Still concerning to most commercial brokers, though, is the lag in the number of transactions, especially small and medium leases.
Investors Realty notes that about 20 fewer deals, or 75 transactions, were made during 2012. (That count is of transactions of more than 1,000 square feet.) The market was able to overcome that deficiency, ending on a positive note, because fewer businesses were downsizing or leaving the area.
“We think businesses are planning for future growth,” said the report.
Scott Brown of Quantum Real Estate said his firm represents a larger business currently seeking a top-rate suburban environment — and only a couple of properties meet its need for 20,000 square feet-plus.
“With the limited supply of available spaces in the Class A market, we are also starting to see rental rates slightly increase, which is what happens when demand exceeds supply,” Brown said.

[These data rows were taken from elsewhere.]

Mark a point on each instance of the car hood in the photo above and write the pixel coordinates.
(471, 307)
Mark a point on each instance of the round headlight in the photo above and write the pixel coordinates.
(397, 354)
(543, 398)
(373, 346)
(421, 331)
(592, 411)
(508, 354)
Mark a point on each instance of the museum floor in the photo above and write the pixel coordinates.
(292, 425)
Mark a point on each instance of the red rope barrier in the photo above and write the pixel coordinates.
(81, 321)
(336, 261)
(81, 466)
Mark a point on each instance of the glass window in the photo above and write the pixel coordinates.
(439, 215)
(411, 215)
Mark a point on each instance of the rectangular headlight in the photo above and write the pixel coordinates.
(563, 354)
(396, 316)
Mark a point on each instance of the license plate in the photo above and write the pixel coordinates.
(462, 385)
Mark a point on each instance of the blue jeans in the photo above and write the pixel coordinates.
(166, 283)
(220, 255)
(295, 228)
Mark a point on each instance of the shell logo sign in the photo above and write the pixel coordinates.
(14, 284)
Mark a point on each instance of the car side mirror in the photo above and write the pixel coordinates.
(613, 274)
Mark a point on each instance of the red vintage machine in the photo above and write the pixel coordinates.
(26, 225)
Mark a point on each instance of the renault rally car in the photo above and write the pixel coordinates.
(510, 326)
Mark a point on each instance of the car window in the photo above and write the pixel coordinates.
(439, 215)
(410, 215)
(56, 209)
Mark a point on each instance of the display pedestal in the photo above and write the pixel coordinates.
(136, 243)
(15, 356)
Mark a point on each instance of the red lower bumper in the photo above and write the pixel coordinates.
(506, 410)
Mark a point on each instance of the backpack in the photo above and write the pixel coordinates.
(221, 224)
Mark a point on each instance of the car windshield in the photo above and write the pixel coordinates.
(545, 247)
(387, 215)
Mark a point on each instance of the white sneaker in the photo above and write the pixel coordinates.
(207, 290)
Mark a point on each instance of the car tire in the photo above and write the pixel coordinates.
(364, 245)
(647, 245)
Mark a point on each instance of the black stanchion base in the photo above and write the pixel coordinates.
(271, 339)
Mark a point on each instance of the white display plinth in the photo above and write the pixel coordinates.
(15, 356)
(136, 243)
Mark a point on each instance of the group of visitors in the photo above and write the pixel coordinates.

He foresees a busier year and more demand for Class B office space because of the availability of options, lower rental rates and landlords willing to strike a deal. Brown expects a movement by owners to update facilities to compete for tenants that can't find a Class A spot.
Twit said the lack of large Class A spaces in suburban markets may benefit downtown Omaha as more clients are considering the central business district as a possibility.
Sterling Ridge, meanwhile, is crawling with crews working on the interior of Millard Refrigerated Services' new 90,000 square-foot headquarters — which will open in May with a high-tech 100-seat auditorium, a deck and lounge overlooking a pond, sun-automated shade system and rooms with marble and walnut wood finishes.
A 60,000-square-foot office building to be built to the east is a third of the way filled with tenants yet to be announced, said Lockwood Development owner Chip James. It is to be done in the summer of 2014.
Other structures will rise later, he said, as more than 700,000 square feet of Class A office space, 60,000 square feet of retail centers, restaurants, an assisted-living facility, residential housing, a tri-faith religious center and an upscale hotel are to sprout over a five- to 10-year period on the 150-acre site.
While James sees demand as “still pretty soft” for smaller spaces in existing buildings, he notices a thirst for new construction and larger spaces. He is eyeing more land for future projects and expects to keep busy.
“The sun poked through the clouds in 2012,” said James. “2013 will be equally as good, if not better.”